『シビル・ウォー アメリカ最後の日』ISOさん・奥浜レイラさんはどう観たか。対話なくジャッジする怖さ
ジェシー・プレモンス演じる謎の兵士のシーン 「自分もやってしまっていないか? という怖さがある」
本作で観た人の心を激しく揺さぶるシーンが、ジェシー・プレモンス演じる謎の兵士が登場する場面だろう。プレモンス自身の発案により採用されたという真っ赤なサングラスをかけ、得体の知れない異様な雰囲気を醸し出す兵士は、リーら主人公一行を絶望に陥れる。 一行は、戦闘服を着た兵士2人が大勢の遺体を土に埋めているところに遭遇する。兵士は銃を構えたまま、リーたちに「どういう種類のアメリカ人だ? 中米か? 南米か?」と問いかける。そして、「コロラド」と答えたリーに「そうとも。

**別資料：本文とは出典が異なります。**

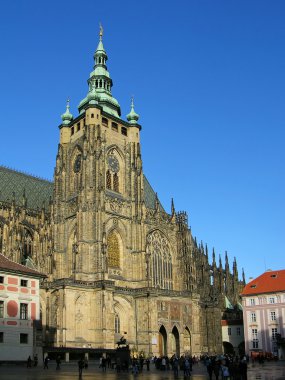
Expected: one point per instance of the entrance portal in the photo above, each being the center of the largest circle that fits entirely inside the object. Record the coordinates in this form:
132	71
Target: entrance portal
177	343
187	341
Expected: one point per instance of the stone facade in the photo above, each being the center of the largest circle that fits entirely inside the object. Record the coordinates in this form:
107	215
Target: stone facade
117	263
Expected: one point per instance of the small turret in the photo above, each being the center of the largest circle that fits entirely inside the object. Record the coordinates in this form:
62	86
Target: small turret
67	116
132	117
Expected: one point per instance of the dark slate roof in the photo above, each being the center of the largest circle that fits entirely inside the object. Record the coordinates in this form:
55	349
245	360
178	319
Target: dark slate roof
37	190
11	266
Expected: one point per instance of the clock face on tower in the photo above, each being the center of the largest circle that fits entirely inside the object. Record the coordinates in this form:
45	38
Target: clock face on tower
77	164
113	164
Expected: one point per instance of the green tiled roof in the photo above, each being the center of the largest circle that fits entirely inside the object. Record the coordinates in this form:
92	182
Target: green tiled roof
36	190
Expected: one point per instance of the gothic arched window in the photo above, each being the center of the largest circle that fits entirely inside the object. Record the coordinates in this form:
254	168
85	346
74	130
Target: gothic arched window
160	260
27	247
116	182
113	250
108	180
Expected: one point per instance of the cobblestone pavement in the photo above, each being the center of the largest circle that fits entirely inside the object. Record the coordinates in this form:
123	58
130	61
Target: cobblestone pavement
69	371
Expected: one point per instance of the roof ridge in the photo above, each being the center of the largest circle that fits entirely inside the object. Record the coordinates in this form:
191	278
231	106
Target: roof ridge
26	174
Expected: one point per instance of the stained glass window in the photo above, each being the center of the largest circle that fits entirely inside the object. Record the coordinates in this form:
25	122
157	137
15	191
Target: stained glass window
113	250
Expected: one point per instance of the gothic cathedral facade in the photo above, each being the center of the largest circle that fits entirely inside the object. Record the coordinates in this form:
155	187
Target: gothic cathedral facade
117	264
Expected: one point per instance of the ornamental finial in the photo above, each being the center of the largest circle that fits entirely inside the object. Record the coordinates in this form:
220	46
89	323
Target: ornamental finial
101	31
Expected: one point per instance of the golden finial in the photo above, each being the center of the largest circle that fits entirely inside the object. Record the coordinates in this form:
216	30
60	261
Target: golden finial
101	31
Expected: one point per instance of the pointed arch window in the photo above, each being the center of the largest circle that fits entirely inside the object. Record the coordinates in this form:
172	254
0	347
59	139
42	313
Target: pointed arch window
161	261
116	182
113	250
27	246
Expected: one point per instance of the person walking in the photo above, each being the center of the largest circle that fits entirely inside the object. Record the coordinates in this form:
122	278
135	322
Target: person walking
58	361
80	367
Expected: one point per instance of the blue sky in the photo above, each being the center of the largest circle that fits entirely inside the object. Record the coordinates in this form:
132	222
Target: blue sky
208	79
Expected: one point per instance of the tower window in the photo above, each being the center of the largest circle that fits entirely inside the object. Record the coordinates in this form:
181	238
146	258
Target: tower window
115	127
117	324
105	121
108	180
24	338
124	131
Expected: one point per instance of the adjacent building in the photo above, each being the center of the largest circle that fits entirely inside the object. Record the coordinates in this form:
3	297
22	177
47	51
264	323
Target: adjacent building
19	311
263	301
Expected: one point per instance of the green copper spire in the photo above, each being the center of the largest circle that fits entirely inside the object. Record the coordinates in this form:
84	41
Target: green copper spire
67	116
133	117
100	83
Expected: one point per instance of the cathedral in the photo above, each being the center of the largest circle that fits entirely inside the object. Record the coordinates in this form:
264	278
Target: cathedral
116	263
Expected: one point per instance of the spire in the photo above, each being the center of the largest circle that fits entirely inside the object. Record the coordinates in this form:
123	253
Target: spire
214	257
100	83
172	207
67	116
132	116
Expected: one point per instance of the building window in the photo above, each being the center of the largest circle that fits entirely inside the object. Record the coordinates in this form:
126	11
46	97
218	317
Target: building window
254	338
160	265
115	126
108	180
105	121
23	311
117	324
1	309
124	131
116	182
113	250
24	283
274	332
24	338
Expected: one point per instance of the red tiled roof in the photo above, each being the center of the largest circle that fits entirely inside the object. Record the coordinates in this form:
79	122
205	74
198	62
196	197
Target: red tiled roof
268	282
11	266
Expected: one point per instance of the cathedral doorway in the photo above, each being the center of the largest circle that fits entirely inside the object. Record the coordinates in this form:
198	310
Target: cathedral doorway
162	341
176	343
187	341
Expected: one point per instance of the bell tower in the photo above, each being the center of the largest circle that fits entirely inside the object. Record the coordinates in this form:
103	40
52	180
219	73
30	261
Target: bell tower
98	183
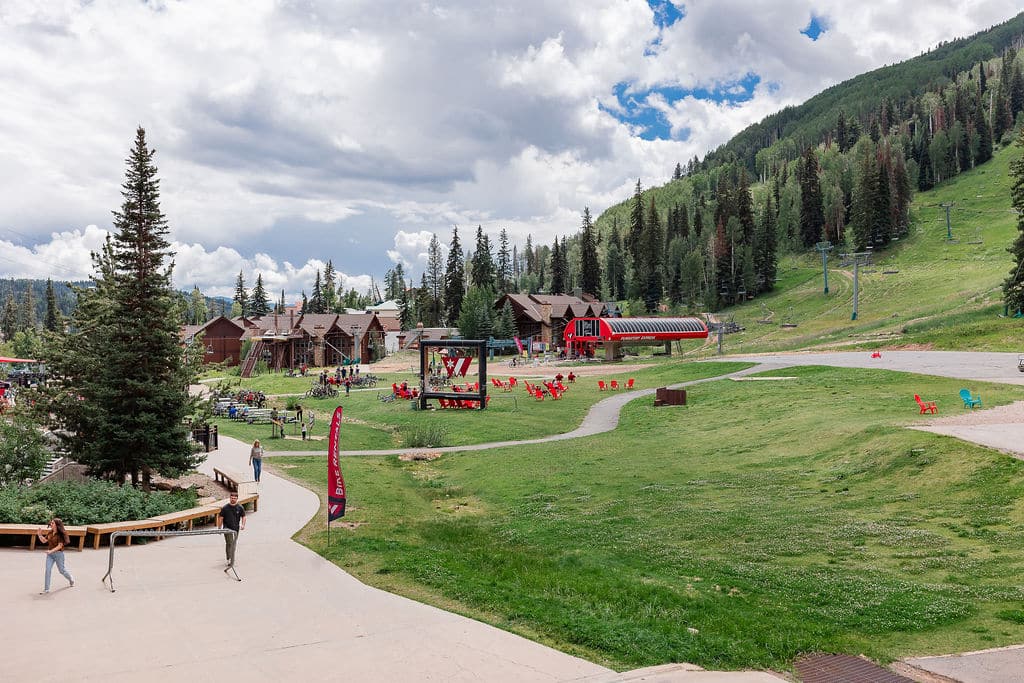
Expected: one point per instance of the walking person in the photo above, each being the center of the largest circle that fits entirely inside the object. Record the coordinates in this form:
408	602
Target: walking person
256	460
55	538
231	516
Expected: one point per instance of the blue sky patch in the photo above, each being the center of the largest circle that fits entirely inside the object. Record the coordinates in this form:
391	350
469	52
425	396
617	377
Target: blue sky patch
635	111
666	12
815	27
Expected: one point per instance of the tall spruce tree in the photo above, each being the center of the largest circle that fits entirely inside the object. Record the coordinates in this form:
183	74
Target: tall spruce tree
557	269
590	266
315	303
482	264
123	363
1013	287
435	281
52	322
615	264
455	279
330	295
242	296
260	302
812	218
504	266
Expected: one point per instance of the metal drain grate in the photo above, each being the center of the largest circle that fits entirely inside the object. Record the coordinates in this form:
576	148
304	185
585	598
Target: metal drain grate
843	669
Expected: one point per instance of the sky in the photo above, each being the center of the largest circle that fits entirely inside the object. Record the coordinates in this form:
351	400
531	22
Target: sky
292	132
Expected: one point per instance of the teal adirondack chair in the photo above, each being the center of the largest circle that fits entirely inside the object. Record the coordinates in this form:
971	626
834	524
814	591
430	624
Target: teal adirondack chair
970	400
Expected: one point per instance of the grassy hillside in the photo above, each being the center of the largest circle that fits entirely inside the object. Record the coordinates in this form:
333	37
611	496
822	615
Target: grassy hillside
924	290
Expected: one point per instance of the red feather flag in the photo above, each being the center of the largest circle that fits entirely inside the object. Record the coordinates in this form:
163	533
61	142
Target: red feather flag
335	482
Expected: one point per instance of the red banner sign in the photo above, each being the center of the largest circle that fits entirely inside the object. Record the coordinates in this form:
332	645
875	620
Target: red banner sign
457	366
335	482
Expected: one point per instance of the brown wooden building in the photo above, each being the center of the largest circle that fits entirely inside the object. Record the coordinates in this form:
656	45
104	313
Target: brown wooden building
544	316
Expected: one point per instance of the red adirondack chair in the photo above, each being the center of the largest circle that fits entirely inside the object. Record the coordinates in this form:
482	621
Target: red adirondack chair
926	406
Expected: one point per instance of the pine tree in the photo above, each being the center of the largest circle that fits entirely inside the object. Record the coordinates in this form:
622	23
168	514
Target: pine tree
482	263
476	318
315	303
590	266
984	133
557	269
330	295
615	265
404	310
27	312
504	272
8	321
811	208
197	307
455	279
435	283
424	302
241	295
505	326
260	302
635	233
650	273
765	263
841	131
1013	287
124	364
52	322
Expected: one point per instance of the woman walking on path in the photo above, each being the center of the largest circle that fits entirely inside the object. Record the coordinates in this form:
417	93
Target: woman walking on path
256	459
55	539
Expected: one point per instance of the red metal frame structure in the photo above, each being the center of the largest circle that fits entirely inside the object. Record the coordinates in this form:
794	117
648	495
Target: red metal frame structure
583	335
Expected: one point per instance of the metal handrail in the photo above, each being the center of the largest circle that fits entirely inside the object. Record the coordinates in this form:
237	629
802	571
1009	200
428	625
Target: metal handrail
153	534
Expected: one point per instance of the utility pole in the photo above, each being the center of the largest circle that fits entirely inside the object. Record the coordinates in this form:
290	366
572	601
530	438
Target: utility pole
949	233
824	248
857	259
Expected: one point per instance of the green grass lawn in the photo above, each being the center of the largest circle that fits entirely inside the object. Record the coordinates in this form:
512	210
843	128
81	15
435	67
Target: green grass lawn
773	518
510	416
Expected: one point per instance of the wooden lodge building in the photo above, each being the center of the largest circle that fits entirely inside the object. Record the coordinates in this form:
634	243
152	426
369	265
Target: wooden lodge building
290	340
544	316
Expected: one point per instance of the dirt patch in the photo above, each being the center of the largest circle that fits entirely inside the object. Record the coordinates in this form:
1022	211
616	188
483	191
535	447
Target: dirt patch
1014	413
204	484
420	456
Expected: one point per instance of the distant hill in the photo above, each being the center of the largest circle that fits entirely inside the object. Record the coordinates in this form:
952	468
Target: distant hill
841	167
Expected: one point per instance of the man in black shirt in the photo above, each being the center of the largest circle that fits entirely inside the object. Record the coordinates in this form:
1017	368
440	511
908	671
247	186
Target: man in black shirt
231	516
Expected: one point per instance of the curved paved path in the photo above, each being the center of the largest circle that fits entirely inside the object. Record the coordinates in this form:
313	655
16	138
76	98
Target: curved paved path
176	616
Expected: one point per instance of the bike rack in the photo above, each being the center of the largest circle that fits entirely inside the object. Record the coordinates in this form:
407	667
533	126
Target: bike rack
152	534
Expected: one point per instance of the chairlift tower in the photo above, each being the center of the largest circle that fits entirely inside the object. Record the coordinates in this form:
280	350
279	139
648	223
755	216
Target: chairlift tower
949	232
824	247
857	259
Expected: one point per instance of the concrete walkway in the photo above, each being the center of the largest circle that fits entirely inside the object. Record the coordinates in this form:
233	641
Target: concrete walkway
176	616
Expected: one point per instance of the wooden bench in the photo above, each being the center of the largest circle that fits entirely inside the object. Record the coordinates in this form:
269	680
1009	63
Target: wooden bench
189	515
98	530
229	478
32	529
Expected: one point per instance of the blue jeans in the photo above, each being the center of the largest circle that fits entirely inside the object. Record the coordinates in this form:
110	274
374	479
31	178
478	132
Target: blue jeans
56	558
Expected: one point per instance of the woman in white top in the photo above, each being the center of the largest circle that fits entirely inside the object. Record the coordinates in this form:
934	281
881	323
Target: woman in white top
256	459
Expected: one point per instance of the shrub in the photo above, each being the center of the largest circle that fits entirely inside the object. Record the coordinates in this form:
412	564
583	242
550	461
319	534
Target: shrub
424	436
87	503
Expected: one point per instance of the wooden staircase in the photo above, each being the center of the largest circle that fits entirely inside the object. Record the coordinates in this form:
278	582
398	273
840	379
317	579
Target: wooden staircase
255	351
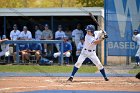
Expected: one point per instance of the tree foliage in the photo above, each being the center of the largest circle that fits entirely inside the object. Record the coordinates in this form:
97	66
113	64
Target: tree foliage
49	3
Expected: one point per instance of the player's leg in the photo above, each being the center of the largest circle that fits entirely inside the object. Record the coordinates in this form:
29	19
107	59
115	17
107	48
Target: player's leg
98	64
77	65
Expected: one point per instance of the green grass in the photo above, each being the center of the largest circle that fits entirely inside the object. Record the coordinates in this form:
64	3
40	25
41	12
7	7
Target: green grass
135	70
44	69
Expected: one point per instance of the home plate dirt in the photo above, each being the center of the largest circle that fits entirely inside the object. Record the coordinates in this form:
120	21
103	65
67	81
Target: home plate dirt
23	84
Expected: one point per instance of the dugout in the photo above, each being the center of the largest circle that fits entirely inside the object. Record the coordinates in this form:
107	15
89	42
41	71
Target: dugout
67	17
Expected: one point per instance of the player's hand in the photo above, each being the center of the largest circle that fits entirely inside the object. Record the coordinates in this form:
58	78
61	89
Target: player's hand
105	36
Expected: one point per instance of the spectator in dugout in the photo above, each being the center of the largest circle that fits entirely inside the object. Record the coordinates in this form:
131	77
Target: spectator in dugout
4	47
38	33
68	33
23	51
25	34
59	34
80	46
35	49
67	50
46	35
14	34
77	34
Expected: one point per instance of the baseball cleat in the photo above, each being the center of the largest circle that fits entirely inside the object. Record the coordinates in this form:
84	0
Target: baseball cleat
106	79
70	79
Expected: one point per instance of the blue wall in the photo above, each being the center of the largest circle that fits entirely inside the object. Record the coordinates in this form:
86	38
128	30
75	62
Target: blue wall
122	17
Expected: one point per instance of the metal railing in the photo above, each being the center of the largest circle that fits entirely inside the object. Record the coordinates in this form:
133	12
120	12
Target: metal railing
17	42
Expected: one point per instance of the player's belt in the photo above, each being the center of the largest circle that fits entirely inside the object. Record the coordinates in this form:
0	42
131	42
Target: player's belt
89	50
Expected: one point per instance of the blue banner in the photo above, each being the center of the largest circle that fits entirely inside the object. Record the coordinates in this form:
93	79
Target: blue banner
122	17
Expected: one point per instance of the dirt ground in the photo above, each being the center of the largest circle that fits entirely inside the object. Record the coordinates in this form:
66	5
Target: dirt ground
22	84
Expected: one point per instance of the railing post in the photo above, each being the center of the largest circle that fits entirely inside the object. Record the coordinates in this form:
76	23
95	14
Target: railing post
17	53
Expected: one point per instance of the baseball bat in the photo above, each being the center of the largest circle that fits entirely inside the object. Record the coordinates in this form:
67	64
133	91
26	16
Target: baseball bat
93	18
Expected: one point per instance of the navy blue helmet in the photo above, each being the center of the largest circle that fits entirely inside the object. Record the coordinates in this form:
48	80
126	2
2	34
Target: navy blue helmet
90	28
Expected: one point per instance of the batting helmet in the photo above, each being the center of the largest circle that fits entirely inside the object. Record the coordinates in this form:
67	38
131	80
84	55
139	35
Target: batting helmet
90	28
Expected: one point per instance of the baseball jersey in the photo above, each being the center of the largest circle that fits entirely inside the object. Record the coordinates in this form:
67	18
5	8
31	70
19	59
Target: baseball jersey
89	40
77	34
38	34
27	35
14	34
35	47
136	38
80	46
47	34
59	34
23	47
67	46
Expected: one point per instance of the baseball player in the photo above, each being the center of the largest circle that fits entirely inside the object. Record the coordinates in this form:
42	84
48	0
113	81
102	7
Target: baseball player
46	35
25	34
67	50
4	47
38	33
80	46
92	38
77	34
136	38
23	50
14	34
35	49
59	35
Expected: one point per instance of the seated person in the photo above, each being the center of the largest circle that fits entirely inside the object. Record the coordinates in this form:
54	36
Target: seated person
67	50
35	49
4	47
23	50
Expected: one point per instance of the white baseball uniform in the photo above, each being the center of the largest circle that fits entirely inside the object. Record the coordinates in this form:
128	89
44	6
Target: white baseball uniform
77	34
137	39
38	34
14	34
79	48
27	35
89	50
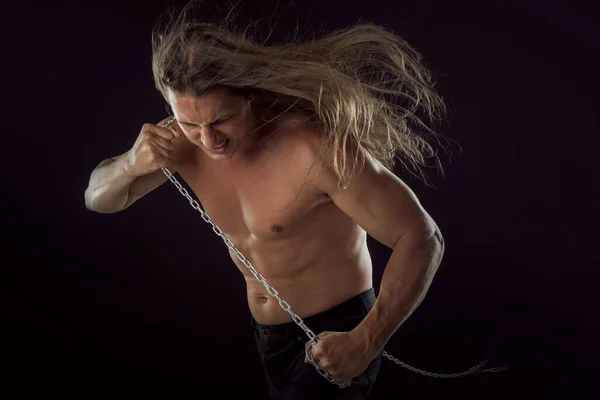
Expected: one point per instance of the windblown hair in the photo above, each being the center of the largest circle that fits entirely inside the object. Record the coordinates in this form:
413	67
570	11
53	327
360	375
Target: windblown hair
363	85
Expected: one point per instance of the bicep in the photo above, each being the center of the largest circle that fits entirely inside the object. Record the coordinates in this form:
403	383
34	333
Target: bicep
147	183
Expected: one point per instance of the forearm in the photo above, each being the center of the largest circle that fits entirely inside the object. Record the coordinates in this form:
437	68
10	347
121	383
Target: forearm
109	185
405	282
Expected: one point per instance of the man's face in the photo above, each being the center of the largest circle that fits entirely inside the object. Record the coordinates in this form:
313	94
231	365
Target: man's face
219	122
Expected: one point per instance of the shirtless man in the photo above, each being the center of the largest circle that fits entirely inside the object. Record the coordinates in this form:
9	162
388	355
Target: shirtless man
264	186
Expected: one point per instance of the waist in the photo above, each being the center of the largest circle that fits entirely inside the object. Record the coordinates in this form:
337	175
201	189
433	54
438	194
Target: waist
355	307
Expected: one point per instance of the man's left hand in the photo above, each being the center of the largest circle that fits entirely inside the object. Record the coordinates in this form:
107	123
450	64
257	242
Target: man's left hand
344	355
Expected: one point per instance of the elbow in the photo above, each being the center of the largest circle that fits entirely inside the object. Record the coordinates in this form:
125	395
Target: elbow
89	199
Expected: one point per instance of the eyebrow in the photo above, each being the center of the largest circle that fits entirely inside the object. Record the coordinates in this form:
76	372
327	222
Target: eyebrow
218	119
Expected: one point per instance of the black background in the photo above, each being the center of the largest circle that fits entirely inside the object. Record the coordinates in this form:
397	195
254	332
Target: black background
149	298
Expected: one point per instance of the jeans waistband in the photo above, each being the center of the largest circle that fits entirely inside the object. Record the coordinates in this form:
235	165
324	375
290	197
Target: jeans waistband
355	306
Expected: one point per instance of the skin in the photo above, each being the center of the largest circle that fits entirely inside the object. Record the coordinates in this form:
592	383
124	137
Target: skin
304	235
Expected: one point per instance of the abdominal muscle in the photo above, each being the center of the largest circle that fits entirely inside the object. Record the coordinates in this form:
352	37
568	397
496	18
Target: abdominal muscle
311	276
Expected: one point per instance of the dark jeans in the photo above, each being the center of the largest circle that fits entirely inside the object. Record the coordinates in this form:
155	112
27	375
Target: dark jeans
282	350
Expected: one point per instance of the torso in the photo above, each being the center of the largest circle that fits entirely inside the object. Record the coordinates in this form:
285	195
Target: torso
313	254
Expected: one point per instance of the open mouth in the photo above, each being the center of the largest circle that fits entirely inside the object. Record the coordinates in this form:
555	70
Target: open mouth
221	147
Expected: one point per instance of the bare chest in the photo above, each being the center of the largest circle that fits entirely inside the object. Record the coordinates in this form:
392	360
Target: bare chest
269	201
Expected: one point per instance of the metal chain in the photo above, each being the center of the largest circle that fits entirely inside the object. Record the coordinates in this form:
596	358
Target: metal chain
286	307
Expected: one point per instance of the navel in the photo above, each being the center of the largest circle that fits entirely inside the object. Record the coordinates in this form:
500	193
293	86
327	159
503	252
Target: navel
277	228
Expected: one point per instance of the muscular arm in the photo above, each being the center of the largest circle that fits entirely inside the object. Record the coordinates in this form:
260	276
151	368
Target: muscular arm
112	188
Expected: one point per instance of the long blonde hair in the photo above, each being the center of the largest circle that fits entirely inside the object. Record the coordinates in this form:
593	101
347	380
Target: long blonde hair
363	85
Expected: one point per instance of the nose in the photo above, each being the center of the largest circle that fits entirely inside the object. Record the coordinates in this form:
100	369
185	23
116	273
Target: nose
209	137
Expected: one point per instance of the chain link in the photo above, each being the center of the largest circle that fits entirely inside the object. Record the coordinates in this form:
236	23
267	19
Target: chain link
286	307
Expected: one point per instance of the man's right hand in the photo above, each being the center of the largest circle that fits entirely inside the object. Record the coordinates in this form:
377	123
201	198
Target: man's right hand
152	150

それが米国人だ」と返すと、リーらの旧知の仲であるアジア人ジャーナリストに同じ質問をしたあと、間髪入れずに彼を撃ち殺す。 増長していくヘイト、銃社会の果てを描いたような衝撃的な場面だが、ISOさんと奥浜さんは、日本で暮らす私たちにとっても「他人事」ではないシーンだと分析した。 ISO:銃社会だからこそ起きることとも思いますが、その一方で、たとえばいまだにそれがあったことを認めない人がいることも含めて、関東大震災のときに起きた朝鮮人虐殺とか、現代だと在日クルド人に向けられるヘイトの問題とか、日本でも緊急事態になったらこういうことが起こりかねないというリアリティをすごく感じました。 何者かもどういう目的かもわからないけど、ただただ憎しみを持っているという人がたくさん出てくるんだろうなということは怖く感じますよね。 アレックス・ガーランド監督にインタビューした際に、観客の多くが彼が人種差別主義者だと気づかなかったと言っていたんですね。たしかに、自分が属していないとか、関わることのない属性に対する差別にどれだけ無自覚かということは、人種だけじゃなくてもある話だと思いました。僕も出生やセクシュアリティ、ジェンダーに関することで、気づかぬうちに差別に対して無自覚なところがあるかもしれない。差別に気づいていないことは自分にもあるのかなと……。 奥浜:そうですよね。彼は、見た目だけで最初から銃殺するという意思があるんでしょうけど、「どの種類のアメリカ人なんだ?」という質問にあえて答えさせたうえで撃つんですよね。1つずつジャッジを明確にしていくという行為をみたとき、もちろん銃を持っているわけではないにしろ、分断が起きがちなさまざまなイシューのなかで、1つずつジャッジしていくことって、じつは「あれ、これやっていないか? 自分もやってしまっていないか?」という怖さもあると思いました。 自分がアメリカに行ったとき、特に南西部でみんなが銃を当たり前に持っているんだなと思いながら過ごしているとあの怖さはより身につまされるんですが、そういう遠い世界で起きていることというのもありつつ、自分の普段いる場所に持ち帰ったとき、このジャッジはしがちかもしれないということがゾクっとしたところでした。 なんかやっぱり、自分が思っていることが正義だっていう意識がどこかに自分にもあって……。 ISO、一同:ある。すごくある。本当にそうですね……。 奥浜:自分と違う考えを持っている人と喋って落としどころを見つけていくという行動を取る前に、「この人は私と違う考えかただ」ってどこかでレッテルを貼る行為を私もしていないだろうかって……。 対話がされず、「どの種類のアメリカ人なんだ?」という台詞だけで決めてしまう。人種もそうですけど、イデオロギーとか、それだけで決めてしまうという対話のされなさって、日本だけではなくてアメリカでも起きていて、多分世界中で起きていると思います。だからこの作品がこれほどヒットしているんだなと思います。